Purvi Ptel, for instance, was convicted in 2015 of neglecting a dependent and feticide for using abortion drugs in Granger in Indiana. Her cell phone data and iPad were used by the prosecution to create a case against Patel. The evidence presented consisted of text messages from a friend regarding becoming pregnant and buying pills. She also provided proof via her email that she bought the pills online, as well as other research she did online. The case could not have been made without the assistance of experts and medical professionals. Patel was initially issued a 20-year sentence but after significant public outcry and a long legal battle, an appeal’s court ultimately threw out her feticide conviction and she was released from prison.
“They’re using this evidence to imbue intent about a pregnant person’s state of mind,” said Conti-Cook, “because if you ever once consider your pregnancy a crisis they’re going to not just take that at face value, but start reading into that.”
Conti-Cook also examined the case Latice Fischer, who was charged with second-degree murder in Mississippi in 2018 after she gave birth to a stillborn child at her home. Black Fisher was subject to law enforcement searching her mobile phone. They used her searches on the internet for abortion pills as evidence during her trial. Fisher was freed from prison after significant public pressure.
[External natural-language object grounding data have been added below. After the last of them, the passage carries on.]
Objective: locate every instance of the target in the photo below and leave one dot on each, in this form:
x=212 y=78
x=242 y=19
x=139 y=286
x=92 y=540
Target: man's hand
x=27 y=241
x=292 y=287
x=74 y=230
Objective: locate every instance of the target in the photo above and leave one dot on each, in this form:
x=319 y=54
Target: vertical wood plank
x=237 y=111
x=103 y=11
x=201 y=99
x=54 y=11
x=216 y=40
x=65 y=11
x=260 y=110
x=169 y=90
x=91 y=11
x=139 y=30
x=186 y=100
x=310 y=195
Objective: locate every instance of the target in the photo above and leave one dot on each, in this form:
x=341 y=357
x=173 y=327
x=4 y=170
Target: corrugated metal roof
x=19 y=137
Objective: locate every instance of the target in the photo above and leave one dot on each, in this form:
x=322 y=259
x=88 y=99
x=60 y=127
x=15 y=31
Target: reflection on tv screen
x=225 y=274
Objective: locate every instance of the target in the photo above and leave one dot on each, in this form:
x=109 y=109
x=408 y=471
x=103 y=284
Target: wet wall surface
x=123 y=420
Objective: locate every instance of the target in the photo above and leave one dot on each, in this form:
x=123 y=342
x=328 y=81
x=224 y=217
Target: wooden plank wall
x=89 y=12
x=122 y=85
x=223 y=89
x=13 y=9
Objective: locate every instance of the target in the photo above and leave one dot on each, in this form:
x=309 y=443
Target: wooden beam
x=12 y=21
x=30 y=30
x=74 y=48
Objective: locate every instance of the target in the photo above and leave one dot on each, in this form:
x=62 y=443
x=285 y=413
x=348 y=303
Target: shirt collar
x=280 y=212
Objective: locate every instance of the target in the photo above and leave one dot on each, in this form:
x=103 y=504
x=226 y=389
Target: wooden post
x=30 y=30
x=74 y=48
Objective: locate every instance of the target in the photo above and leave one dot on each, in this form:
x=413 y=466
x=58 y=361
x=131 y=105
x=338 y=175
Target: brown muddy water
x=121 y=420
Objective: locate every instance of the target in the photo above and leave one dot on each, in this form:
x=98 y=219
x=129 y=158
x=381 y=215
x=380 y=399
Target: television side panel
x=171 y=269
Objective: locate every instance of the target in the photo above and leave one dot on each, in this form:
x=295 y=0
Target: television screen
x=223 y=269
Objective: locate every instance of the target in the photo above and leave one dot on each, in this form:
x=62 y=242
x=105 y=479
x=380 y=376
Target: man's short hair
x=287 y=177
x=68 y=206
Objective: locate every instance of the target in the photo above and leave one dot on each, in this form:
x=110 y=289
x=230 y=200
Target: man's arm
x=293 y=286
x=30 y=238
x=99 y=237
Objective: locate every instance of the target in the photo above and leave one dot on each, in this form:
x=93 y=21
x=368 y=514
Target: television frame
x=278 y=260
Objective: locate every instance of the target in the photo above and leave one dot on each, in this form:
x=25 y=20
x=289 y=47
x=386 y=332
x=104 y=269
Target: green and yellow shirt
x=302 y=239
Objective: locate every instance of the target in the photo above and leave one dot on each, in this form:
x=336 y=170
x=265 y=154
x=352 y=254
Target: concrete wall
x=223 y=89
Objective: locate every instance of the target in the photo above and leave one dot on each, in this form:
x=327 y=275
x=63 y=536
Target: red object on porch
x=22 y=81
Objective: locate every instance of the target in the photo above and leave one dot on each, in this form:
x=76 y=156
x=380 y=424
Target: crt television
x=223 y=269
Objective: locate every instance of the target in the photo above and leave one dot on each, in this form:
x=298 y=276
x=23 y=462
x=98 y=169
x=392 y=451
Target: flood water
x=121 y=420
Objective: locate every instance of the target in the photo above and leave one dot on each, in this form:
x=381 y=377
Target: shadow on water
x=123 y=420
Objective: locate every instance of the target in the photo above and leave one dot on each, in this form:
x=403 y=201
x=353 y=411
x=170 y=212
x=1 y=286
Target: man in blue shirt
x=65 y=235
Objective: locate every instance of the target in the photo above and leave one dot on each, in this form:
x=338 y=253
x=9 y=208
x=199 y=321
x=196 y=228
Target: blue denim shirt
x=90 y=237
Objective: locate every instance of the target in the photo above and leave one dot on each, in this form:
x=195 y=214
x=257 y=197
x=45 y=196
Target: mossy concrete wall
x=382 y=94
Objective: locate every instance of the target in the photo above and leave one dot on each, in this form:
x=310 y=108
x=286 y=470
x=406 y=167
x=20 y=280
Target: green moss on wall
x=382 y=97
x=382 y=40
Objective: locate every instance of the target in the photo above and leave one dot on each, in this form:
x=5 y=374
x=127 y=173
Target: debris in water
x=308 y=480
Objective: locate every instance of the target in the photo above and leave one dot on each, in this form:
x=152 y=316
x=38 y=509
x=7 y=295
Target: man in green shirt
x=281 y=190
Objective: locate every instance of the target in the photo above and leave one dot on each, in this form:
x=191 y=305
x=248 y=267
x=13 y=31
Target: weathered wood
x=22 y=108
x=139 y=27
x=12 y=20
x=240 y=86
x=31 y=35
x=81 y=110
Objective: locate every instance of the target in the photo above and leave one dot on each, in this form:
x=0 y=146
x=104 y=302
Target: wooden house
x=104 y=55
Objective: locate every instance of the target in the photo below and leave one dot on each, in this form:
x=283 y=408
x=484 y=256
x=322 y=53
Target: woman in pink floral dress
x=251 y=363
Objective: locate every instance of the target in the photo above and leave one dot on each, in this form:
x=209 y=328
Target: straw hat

Upturn, an advocacy group focused on technology, has found that police increasingly search mobile phones in arrests of people for minor offences like graffiti and shoplifting. The report shows how the technology law enforcement uses to search an individual’s phone during an arrest is so advanced it can map all of the cell phone activity that took place at a specific location ranging from phone calls to app usage to photos.
When investigating serious crimes, such as child sexual abuse and homicide, police emphasize how important this technology is. There have been many instances where the technology provided new insights in investigating serial killers. Upturn discovered that the technology could also be used to solve minor crimes like marijuana possession and vandalism.
An uneven toll
The widespread use of technology in this area is astounding. According to Upturn, more than 2,000 law enforcement agencies in the United States have bought this type of technology. This includes all 50 states. Conti Cook says the technology’s impact is not evenly distributed, noting Fisher and Patel are both female of color. “It’s also very fair to assume that the people who are going to be the most criminalized by this evidence or see this evidence come up are going to be people of color,” Conti-Cook says.
Lawrence warns that Black immigrants might be more at risk than whites if they are made criminally responsible for abortion. It is a fact that Black immigrants are more at risk than White ones. According to the Stanford Open Policing Project, Black motorists in America are 20% less likely to be stopped than those of white.
Pablos will continue to work, despite the dangers. Her experience includes navigating through criminal charges and seeking an abortion in a conservative country while fighting for her deportation case. This experience has taught her the importance of self-determination and immigration issues. “If our autonomy is already taken away from us, then we have nothing left to lose,” Pablos told TIME. She believes that the only way to keep going is to ignore the danger.
Pablos says: “We’re going to keep doing this work no matter how bad it gets because it’s a matter of life and death.”